About nine months after the Brexit referendum, Britain formally notified the other 27 EU members in March that it would leave the bloc in two years. Its fallout – the multi-billion-euro exit bill and the rights of Europeans residing in Britain and Britons living in Europe – takes centrestage.
Brexit becoming a challenge?
In the initial days of election campaign many pundits believed it is going to be a cakewalk for Prime Minister Theresa May. But things have changed. Labour Party’s Jeremy Corbyn’s ratings have suddenly gone up stoking assumptions that his party could win or even prospect a hung parliament.
“A market-friendly UK election outcome already appears priced; however the risks could be now skewed to a disappointment especially when you look at how Corbyn is moving up in the surveys,” notes the latest Weekly Money Market Report from National Bank of Kuwait.
“The price action that we have witnessed on the GBP lately seems to be telling markets that even if Theresa May would win the elections, without a strong majority, Brexit is not going to be easy process for the UK.
“Since Macron’s election, Europe looks much more cohesive against Theresa May. According to the former director for economic policy at the German Economics Ministry, the election of Emmanuel Macron has started to show an opening to the reform of Europe’s Economic and Monetary Union. According to him, France under Macron may again become a reliable partner for Germany. So the initial “Brexit” talks are likely to be very difficult and the European stance is hardening. Add on this the latest UK economic data disappointing, this cannot depict a rosy picture for the country for the remaining of 2017.”

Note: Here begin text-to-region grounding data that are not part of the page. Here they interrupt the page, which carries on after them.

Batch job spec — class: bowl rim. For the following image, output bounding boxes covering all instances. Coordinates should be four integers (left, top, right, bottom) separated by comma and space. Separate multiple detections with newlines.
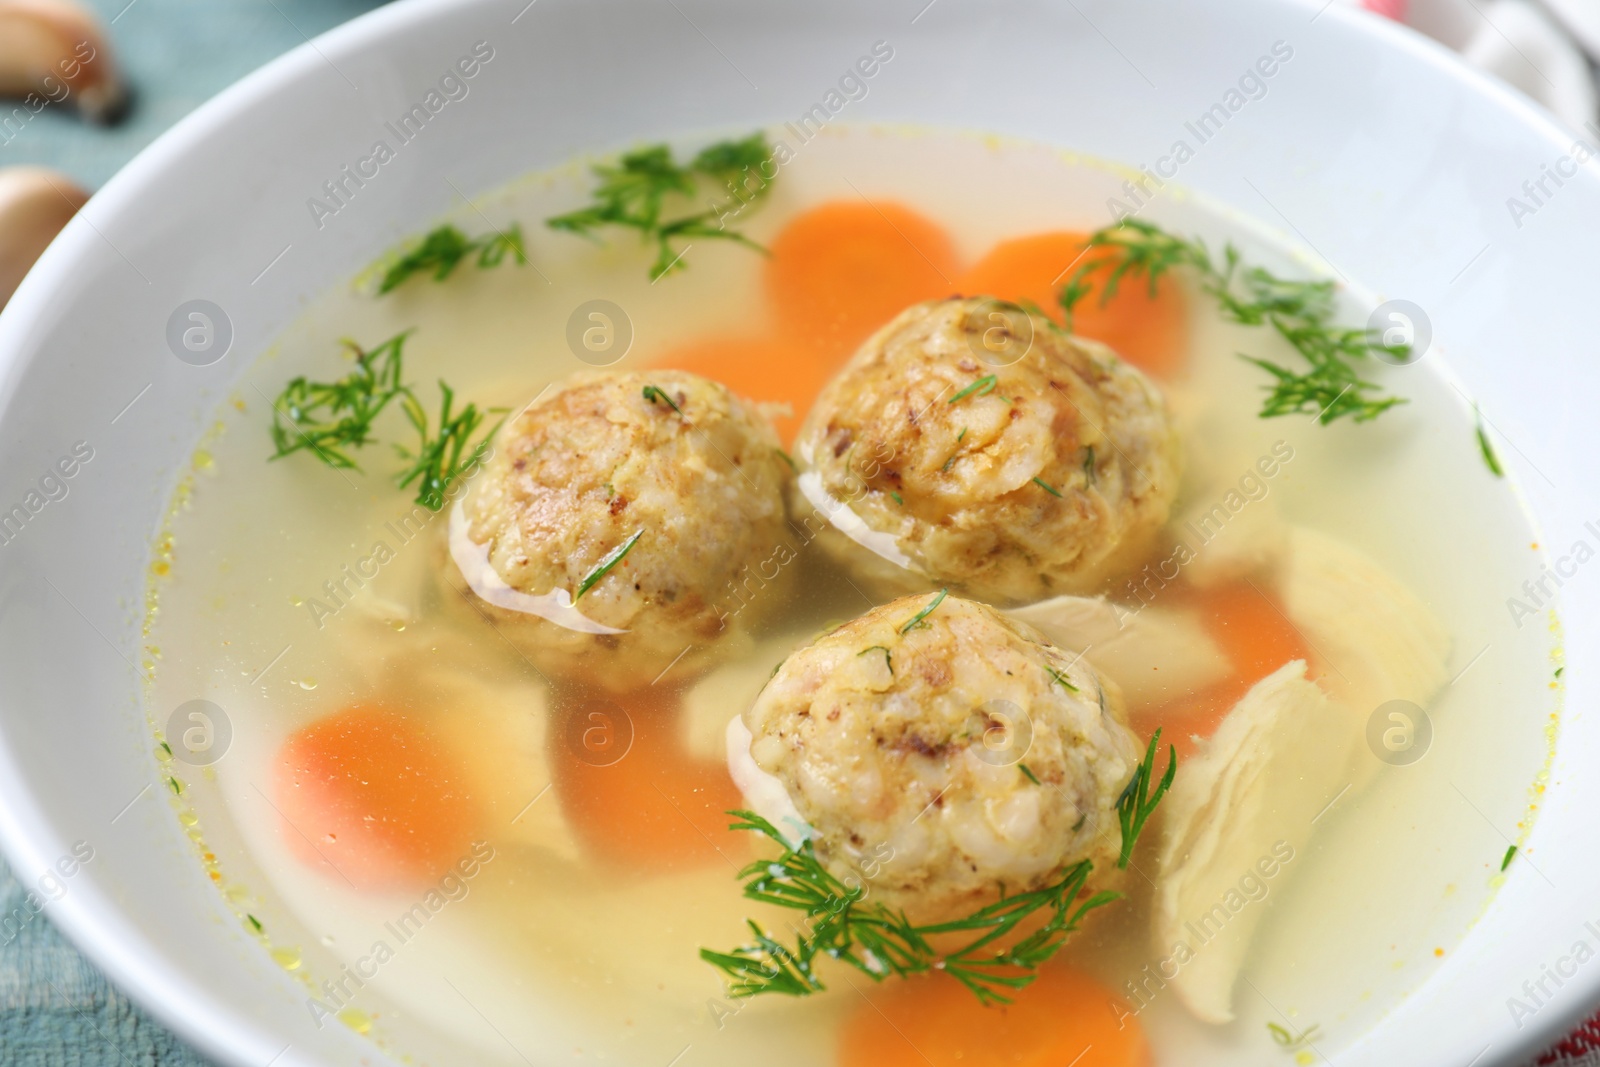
0, 0, 1596, 1064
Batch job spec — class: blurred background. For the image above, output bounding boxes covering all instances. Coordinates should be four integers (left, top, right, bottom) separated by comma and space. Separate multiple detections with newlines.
0, 0, 1597, 1063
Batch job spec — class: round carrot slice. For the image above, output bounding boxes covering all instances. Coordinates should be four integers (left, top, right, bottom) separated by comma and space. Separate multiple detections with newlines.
276, 706, 480, 890
766, 199, 960, 364
549, 685, 744, 873
957, 231, 1189, 380
840, 966, 1150, 1067
1138, 581, 1310, 755
649, 335, 827, 446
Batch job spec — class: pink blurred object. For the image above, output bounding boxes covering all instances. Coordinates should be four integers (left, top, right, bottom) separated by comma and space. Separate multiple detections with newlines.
1340, 0, 1596, 128
1360, 0, 1409, 19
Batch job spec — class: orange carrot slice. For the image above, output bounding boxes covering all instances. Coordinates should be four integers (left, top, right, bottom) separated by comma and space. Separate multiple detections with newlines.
1139, 581, 1310, 755
840, 966, 1150, 1067
766, 199, 960, 365
649, 335, 828, 446
549, 685, 744, 872
957, 231, 1189, 380
276, 706, 480, 890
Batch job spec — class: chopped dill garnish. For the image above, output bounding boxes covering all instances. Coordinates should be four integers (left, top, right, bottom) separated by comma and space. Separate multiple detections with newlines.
1115, 728, 1177, 869
1045, 665, 1079, 693
1501, 844, 1518, 871
1556, 667, 1565, 678
546, 133, 774, 280
575, 529, 644, 601
775, 448, 797, 471
858, 645, 893, 673
642, 384, 684, 416
166, 776, 183, 796
1032, 476, 1063, 498
1475, 405, 1504, 477
899, 588, 948, 634
700, 810, 1119, 1004
1060, 219, 1405, 425
890, 491, 904, 505
957, 428, 967, 442
246, 914, 264, 934
393, 381, 505, 511
375, 223, 527, 294
158, 741, 173, 758
1019, 764, 1041, 786
1082, 446, 1096, 485
269, 332, 410, 471
1267, 1021, 1322, 1052
948, 375, 998, 405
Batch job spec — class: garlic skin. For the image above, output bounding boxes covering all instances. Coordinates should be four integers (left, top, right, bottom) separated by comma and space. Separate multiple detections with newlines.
0, 0, 127, 124
0, 167, 88, 309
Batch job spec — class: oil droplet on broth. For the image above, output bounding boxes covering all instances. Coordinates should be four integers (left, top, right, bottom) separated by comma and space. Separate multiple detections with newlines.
339, 1009, 373, 1035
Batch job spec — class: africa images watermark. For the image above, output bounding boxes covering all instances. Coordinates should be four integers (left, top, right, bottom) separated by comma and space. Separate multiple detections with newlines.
306, 40, 496, 229
1504, 517, 1600, 628
1118, 440, 1296, 617
0, 40, 98, 148
701, 40, 897, 239
0, 841, 96, 949
1505, 119, 1600, 229
299, 444, 490, 629
306, 840, 496, 1027
1111, 840, 1297, 1024
1107, 40, 1295, 222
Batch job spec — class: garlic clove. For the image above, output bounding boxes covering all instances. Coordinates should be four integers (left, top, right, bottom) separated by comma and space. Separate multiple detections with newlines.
0, 166, 89, 309
0, 0, 128, 125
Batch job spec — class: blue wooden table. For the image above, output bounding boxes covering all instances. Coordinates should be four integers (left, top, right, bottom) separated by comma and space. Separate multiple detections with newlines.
0, 3, 385, 1062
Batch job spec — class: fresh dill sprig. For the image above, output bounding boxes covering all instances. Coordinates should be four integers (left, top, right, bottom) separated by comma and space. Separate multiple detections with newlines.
949, 375, 998, 405
859, 645, 894, 673
576, 529, 644, 600
899, 588, 948, 634
269, 332, 411, 470
394, 382, 506, 511
700, 811, 1118, 1005
642, 384, 684, 416
1060, 219, 1406, 425
546, 133, 774, 280
269, 331, 500, 510
1019, 764, 1041, 786
1116, 728, 1177, 869
1032, 476, 1063, 498
1267, 1021, 1322, 1052
1501, 844, 1518, 871
1475, 405, 1504, 477
376, 223, 527, 294
1045, 665, 1079, 693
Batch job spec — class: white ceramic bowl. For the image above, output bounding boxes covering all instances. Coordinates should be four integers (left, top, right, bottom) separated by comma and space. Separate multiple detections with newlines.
1, 1, 1597, 1064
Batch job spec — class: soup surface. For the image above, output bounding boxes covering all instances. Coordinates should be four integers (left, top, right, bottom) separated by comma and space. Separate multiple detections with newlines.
142, 125, 1558, 1067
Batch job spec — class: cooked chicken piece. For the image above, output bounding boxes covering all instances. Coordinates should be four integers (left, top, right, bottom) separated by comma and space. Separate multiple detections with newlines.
732, 593, 1142, 921
1153, 660, 1354, 1024
1152, 527, 1451, 1023
449, 369, 793, 691
1279, 526, 1451, 727
1006, 595, 1232, 708
790, 298, 1181, 605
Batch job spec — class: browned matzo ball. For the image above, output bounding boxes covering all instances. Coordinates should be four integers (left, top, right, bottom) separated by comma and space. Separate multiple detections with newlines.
450, 369, 794, 690
790, 298, 1181, 605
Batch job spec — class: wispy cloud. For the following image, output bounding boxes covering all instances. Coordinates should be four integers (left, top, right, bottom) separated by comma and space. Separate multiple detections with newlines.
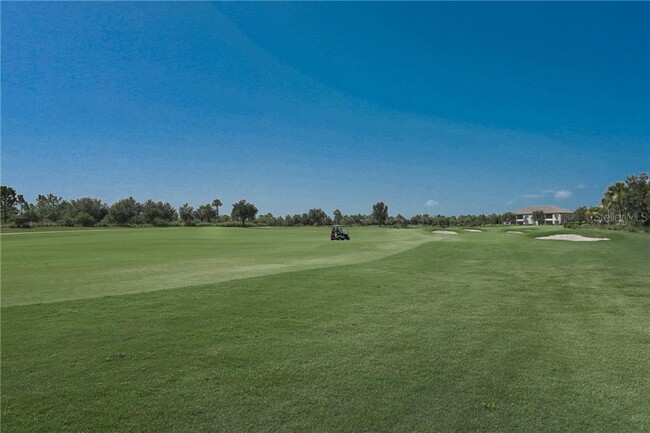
554, 190, 572, 199
523, 189, 572, 200
576, 184, 586, 190
425, 199, 439, 207
506, 200, 514, 205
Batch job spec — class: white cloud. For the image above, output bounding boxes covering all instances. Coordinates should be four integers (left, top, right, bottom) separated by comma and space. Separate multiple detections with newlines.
523, 189, 573, 200
576, 184, 586, 190
554, 190, 572, 199
425, 199, 439, 207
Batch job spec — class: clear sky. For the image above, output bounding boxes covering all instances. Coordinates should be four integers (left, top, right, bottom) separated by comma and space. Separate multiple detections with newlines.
2, 2, 649, 216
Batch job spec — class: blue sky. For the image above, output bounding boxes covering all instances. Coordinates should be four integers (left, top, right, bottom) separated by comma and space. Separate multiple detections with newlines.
2, 2, 648, 216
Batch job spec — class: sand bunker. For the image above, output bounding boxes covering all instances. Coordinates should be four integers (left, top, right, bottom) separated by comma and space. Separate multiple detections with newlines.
536, 234, 610, 242
432, 230, 458, 235
506, 231, 523, 234
464, 229, 482, 232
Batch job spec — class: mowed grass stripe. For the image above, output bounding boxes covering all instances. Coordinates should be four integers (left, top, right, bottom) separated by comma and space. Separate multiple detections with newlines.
1, 227, 434, 307
1, 227, 172, 236
2, 228, 649, 431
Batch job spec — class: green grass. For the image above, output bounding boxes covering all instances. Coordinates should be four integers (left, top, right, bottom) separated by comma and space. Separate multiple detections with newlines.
2, 227, 649, 432
0, 226, 429, 306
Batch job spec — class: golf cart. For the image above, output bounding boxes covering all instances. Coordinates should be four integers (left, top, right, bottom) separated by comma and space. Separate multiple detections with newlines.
330, 225, 350, 241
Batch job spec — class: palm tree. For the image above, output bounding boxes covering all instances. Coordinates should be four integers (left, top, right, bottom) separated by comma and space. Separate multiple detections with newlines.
179, 203, 195, 224
585, 206, 604, 224
333, 209, 342, 225
196, 204, 216, 223
601, 182, 627, 212
211, 198, 223, 217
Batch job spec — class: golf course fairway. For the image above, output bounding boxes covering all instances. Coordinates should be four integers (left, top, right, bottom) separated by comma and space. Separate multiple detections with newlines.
2, 226, 649, 432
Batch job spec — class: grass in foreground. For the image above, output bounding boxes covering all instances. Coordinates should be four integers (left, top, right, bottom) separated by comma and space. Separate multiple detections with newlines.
2, 227, 649, 432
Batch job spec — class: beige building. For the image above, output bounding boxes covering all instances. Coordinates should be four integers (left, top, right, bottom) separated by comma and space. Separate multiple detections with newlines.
513, 206, 573, 225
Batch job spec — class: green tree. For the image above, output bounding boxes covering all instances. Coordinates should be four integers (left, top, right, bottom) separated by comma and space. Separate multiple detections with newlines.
532, 210, 545, 225
179, 203, 196, 225
488, 213, 501, 225
231, 200, 258, 227
35, 193, 66, 223
74, 212, 96, 227
411, 214, 432, 226
69, 197, 108, 223
394, 214, 407, 227
601, 182, 627, 213
372, 202, 389, 226
585, 206, 604, 223
620, 173, 649, 226
1, 185, 22, 223
196, 204, 216, 223
13, 203, 38, 228
333, 209, 343, 225
573, 206, 588, 223
108, 197, 141, 226
257, 213, 281, 226
599, 173, 649, 226
502, 212, 516, 225
307, 208, 328, 226
142, 200, 177, 224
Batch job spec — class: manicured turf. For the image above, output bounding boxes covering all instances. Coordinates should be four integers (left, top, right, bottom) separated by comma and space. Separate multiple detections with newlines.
2, 227, 649, 432
0, 226, 429, 306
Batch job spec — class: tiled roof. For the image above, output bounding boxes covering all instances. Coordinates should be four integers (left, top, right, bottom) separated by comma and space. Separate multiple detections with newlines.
513, 206, 573, 215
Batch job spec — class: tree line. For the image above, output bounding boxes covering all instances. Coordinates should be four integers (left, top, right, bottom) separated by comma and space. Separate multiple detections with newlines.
1, 172, 647, 228
0, 191, 257, 228
0, 189, 516, 228
571, 172, 649, 227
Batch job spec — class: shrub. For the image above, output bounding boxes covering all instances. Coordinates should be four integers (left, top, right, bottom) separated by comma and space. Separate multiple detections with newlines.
152, 217, 169, 227
218, 221, 245, 227
13, 215, 33, 228
75, 212, 96, 227
61, 217, 77, 227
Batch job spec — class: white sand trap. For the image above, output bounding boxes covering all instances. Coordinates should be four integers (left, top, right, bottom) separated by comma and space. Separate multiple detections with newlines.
536, 234, 610, 242
506, 230, 523, 234
464, 229, 482, 232
432, 230, 458, 235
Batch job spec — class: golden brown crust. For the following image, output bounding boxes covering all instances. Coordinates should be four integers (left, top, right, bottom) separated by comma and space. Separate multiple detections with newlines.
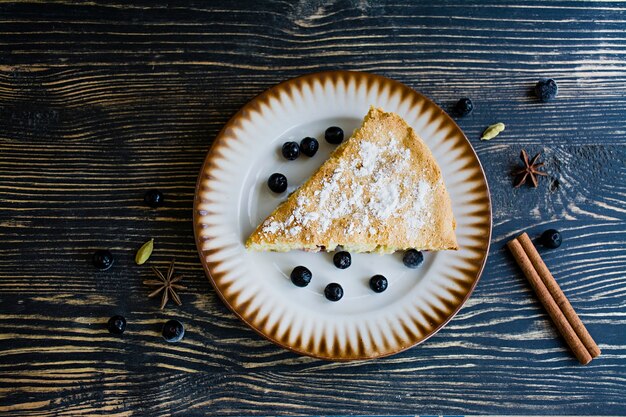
246, 107, 458, 253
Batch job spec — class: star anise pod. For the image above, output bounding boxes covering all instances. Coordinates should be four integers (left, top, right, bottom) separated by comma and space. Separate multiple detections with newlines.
143, 260, 186, 309
513, 149, 547, 188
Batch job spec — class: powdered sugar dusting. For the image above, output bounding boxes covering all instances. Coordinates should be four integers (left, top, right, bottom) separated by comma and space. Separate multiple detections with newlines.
355, 140, 382, 177
260, 129, 436, 242
405, 178, 434, 238
262, 220, 283, 234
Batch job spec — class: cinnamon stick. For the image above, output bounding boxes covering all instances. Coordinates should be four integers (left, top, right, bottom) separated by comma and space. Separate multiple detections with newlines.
507, 238, 592, 365
517, 233, 601, 358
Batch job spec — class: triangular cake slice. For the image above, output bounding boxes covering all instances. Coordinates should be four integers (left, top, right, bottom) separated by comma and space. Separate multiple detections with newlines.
246, 107, 458, 253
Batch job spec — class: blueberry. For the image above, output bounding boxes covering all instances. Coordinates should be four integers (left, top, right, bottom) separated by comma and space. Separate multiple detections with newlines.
455, 97, 474, 117
281, 141, 300, 160
402, 249, 424, 269
144, 189, 164, 208
300, 137, 319, 157
162, 319, 185, 343
333, 251, 351, 269
107, 315, 126, 335
267, 173, 288, 193
324, 283, 344, 302
325, 126, 344, 144
541, 229, 562, 249
92, 249, 114, 270
369, 275, 388, 293
290, 266, 312, 287
535, 78, 558, 102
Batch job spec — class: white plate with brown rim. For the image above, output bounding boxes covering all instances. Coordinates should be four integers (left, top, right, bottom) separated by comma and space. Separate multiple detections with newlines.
194, 71, 491, 360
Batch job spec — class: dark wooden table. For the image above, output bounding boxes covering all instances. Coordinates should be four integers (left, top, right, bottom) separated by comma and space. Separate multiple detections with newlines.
1, 1, 625, 415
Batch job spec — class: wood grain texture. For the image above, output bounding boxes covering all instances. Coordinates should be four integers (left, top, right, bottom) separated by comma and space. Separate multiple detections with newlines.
0, 0, 625, 415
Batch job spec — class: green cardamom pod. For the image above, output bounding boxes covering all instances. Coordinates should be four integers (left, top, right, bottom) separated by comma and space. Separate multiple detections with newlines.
135, 239, 154, 265
481, 122, 505, 140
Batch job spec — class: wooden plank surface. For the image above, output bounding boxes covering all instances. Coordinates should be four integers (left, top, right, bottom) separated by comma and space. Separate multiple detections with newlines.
0, 1, 625, 415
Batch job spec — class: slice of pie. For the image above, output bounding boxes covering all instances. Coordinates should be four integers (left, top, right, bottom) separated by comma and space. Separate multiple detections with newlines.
246, 107, 458, 253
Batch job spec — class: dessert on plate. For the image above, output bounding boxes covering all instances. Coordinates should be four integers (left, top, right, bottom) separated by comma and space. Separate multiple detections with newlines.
246, 107, 458, 253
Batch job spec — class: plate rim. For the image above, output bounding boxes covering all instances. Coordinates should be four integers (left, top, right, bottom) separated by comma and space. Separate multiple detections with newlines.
193, 70, 492, 361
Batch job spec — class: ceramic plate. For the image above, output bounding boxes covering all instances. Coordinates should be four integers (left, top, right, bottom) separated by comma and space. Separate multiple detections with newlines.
194, 71, 491, 360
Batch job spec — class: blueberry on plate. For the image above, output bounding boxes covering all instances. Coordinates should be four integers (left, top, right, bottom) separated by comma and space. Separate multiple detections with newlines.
402, 249, 424, 269
281, 141, 300, 160
369, 275, 388, 293
540, 229, 562, 249
535, 78, 558, 102
162, 319, 185, 343
325, 126, 344, 144
300, 137, 319, 157
107, 315, 127, 335
455, 97, 474, 117
267, 173, 288, 193
333, 251, 351, 269
144, 189, 164, 208
92, 249, 114, 270
290, 266, 312, 287
324, 283, 344, 301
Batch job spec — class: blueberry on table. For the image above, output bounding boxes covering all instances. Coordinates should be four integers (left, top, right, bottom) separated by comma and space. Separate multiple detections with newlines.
162, 319, 185, 343
107, 315, 127, 335
324, 283, 344, 301
535, 78, 558, 102
144, 189, 164, 208
267, 173, 288, 193
455, 97, 474, 117
281, 141, 300, 160
325, 126, 344, 144
541, 229, 562, 249
290, 266, 312, 287
300, 137, 319, 157
402, 249, 424, 269
369, 275, 388, 293
92, 249, 114, 270
333, 251, 351, 269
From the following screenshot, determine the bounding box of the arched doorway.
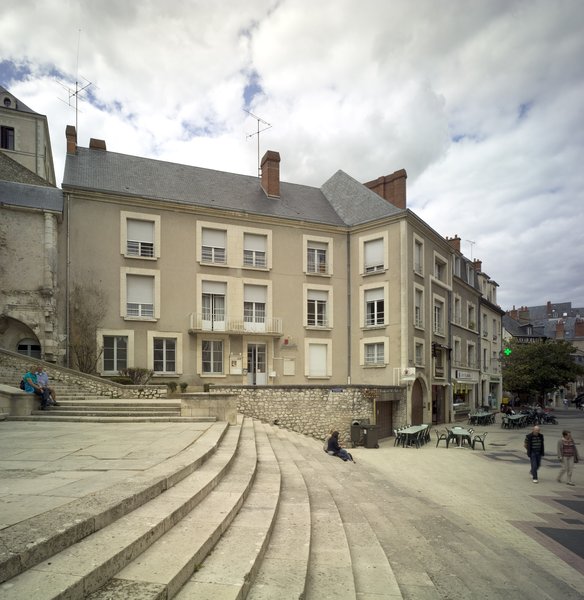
[0,316,41,357]
[411,378,424,425]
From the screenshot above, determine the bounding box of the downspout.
[346,230,351,385]
[66,193,71,367]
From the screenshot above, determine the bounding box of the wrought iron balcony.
[188,313,283,335]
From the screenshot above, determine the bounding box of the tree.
[502,339,584,400]
[69,281,108,373]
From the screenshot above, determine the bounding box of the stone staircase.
[0,416,404,599]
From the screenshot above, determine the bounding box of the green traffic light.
[504,348,512,356]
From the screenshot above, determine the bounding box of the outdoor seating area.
[394,424,431,448]
[468,411,496,426]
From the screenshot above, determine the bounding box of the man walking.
[525,425,545,483]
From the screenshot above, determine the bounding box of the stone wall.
[0,349,167,399]
[212,384,404,443]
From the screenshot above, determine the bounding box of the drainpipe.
[346,230,351,385]
[66,193,71,367]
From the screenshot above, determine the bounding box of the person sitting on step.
[326,431,356,463]
[23,366,51,410]
[35,366,60,406]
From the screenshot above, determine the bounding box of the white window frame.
[359,231,388,275]
[414,338,425,366]
[147,331,183,375]
[433,295,445,337]
[121,267,160,320]
[243,233,268,269]
[467,342,476,369]
[304,339,332,378]
[360,282,388,329]
[121,211,160,260]
[467,302,476,330]
[453,295,462,325]
[97,329,135,375]
[414,285,424,328]
[303,235,333,276]
[414,236,424,275]
[200,227,227,265]
[200,338,226,376]
[360,336,388,367]
[303,284,333,328]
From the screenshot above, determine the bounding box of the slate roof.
[0,151,53,187]
[0,179,63,212]
[63,147,404,227]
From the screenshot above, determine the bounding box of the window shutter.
[202,281,226,294]
[244,234,266,251]
[307,289,328,301]
[364,239,383,268]
[365,288,384,302]
[127,275,153,303]
[127,219,154,242]
[202,228,226,246]
[309,344,327,376]
[244,285,266,302]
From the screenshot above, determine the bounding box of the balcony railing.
[189,313,282,335]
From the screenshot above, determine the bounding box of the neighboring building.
[0,85,55,185]
[0,86,63,362]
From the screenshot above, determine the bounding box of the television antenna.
[57,29,94,136]
[466,239,476,260]
[244,109,272,178]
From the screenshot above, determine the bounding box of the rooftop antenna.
[244,109,272,178]
[466,239,476,260]
[57,29,94,137]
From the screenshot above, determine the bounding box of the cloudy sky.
[1,0,583,310]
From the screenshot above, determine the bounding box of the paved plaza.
[1,408,583,598]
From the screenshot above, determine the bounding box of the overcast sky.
[1,0,583,311]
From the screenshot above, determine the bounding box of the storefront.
[452,369,479,415]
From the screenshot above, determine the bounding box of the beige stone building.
[0,86,63,362]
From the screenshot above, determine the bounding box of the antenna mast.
[245,110,272,178]
[466,239,476,260]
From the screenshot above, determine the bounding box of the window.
[454,339,461,366]
[468,305,476,330]
[414,240,423,274]
[202,340,223,374]
[454,296,462,325]
[244,285,266,330]
[492,319,498,340]
[307,289,328,327]
[307,343,328,377]
[201,228,226,264]
[364,342,384,365]
[365,288,384,326]
[202,281,226,331]
[1,126,14,150]
[17,338,41,359]
[126,274,154,317]
[414,288,424,328]
[127,219,154,257]
[434,258,446,282]
[364,238,384,273]
[103,336,128,372]
[434,348,444,377]
[433,299,444,335]
[466,264,475,286]
[307,241,328,274]
[482,314,488,337]
[453,256,461,277]
[153,338,176,373]
[243,233,267,268]
[415,342,424,365]
[467,343,476,368]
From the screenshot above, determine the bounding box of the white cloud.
[1,0,583,309]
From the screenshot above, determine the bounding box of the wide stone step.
[32,409,180,417]
[174,420,281,599]
[247,422,311,600]
[0,420,245,600]
[8,414,215,423]
[0,421,229,586]
[87,417,258,599]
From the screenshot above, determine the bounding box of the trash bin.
[361,424,379,449]
[350,420,362,447]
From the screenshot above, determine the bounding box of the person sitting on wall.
[326,431,356,463]
[35,366,60,406]
[23,366,51,410]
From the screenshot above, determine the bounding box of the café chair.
[435,429,449,448]
[472,432,488,450]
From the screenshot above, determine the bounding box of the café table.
[398,425,427,448]
[469,412,494,426]
[449,427,472,448]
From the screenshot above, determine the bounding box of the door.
[202,291,225,331]
[247,343,267,385]
[375,401,393,439]
[411,379,424,425]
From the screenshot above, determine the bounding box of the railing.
[189,313,282,335]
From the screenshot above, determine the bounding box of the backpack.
[19,379,26,390]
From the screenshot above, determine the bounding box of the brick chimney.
[472,259,482,272]
[556,320,565,339]
[66,125,77,154]
[260,150,280,198]
[89,138,106,150]
[546,301,553,316]
[364,169,407,209]
[575,318,584,338]
[446,235,461,252]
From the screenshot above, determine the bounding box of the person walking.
[557,430,579,486]
[525,425,545,483]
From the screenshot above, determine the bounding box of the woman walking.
[557,430,579,486]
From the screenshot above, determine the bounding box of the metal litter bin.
[350,420,362,447]
[361,424,379,448]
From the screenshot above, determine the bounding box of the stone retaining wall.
[0,349,167,399]
[212,384,404,443]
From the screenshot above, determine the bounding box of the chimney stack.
[260,150,281,198]
[66,125,77,154]
[89,138,107,150]
[446,235,461,252]
[574,318,584,338]
[556,320,565,339]
[363,169,407,209]
[472,259,482,272]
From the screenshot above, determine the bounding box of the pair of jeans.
[558,456,574,482]
[529,453,542,479]
[33,387,51,408]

Immigration will change the future
Both – Brexit and immigration – issues have a bearing on the state of the economy at present and in the future.
While the momentum of economic growth picked up marginally after the referendum, it is unclear how the economy will respond once the entire exit strategy unfolds. This, and its impact on employment opportunities, is keeping the voters, political parties and experts anxious.
Adding to the anxiety is the possibility of London losing its grip as Europe’s financial hub. With British banks unlikely to have the same leverage to operate in EU after Brexit, a banking meltdown and its consequences stares in the faces of Britons.
The steady decline in the value of the Pound Sterling in recent times and its potential to trigger inflation is a reason for unease among the common people. The fact that a weak currency is also likely to discourage foreign investments, thus causing a further slowdown of economic growth, throws up a distressing scenario.
Security issues loom large
A series of terror attacks across Europe, including the one outside British Parliament in March, had raised alarm bells. This will intensify and hog the election campaign limelight following the suspected suicide bombing at the Ariana Grande concert in Manchester on 22 May.
With at least 22 people dead, this is the worst terror incident on British soil since the 2005 London bombings. Irrespective of the identity of the perpetrators and their intent, terror attacks in Europe intensify the Islamophobia debate.
The possibility of Brexit weakening anti-terror cooperation between Britain and other EU members is a topic that may gain traction hereon.
Linking these poll factors to the Middle East, it is worth delving a little on how Britain is exploring alternatives to counter the fallout of Brexit. This is evident in Britain’s new Middle East strategy during the last year.
During her visit to Jordan in April, Prime Minister May reiterated that maintaining links with the region is important for the UK’s trade and security prospects.
This post-Brexit policy approach was clear even in her Lancaster House speech in January, when she confirmed that, among others, “the Gulf States have already expressed their interest in striking trade deals with us.”
The problem, however, is that the UK is not allowed to sign any new trade deals till it has quit the European Union, which is likely to be March 2019.
This has not deterred advance groundwork though.
Among the senior leaders who have visited the region since the Brexit referendum last June are Chancellor Philip Hammond, International Trade Secretary Liam Fox, former prime minister David Cameron and Prince Charles.
May herself was at the GCC Summit in Bahrain in December, where she not only talked about signing “an ambitious trade agreement” but also stressed that “Gulf security is our security”. The latter meant making “a more permanent and more enduring commitment to the long-term security of the Gulf” through a defence spending of nearly $4 billion in the region over the next 10 years.
Overall, while the Brexit-induced election throws up plenty of uncertainties at home, its impact on Britain-Middle East relations has a sense of positivity and certainty to it – across the economic, political and security domains.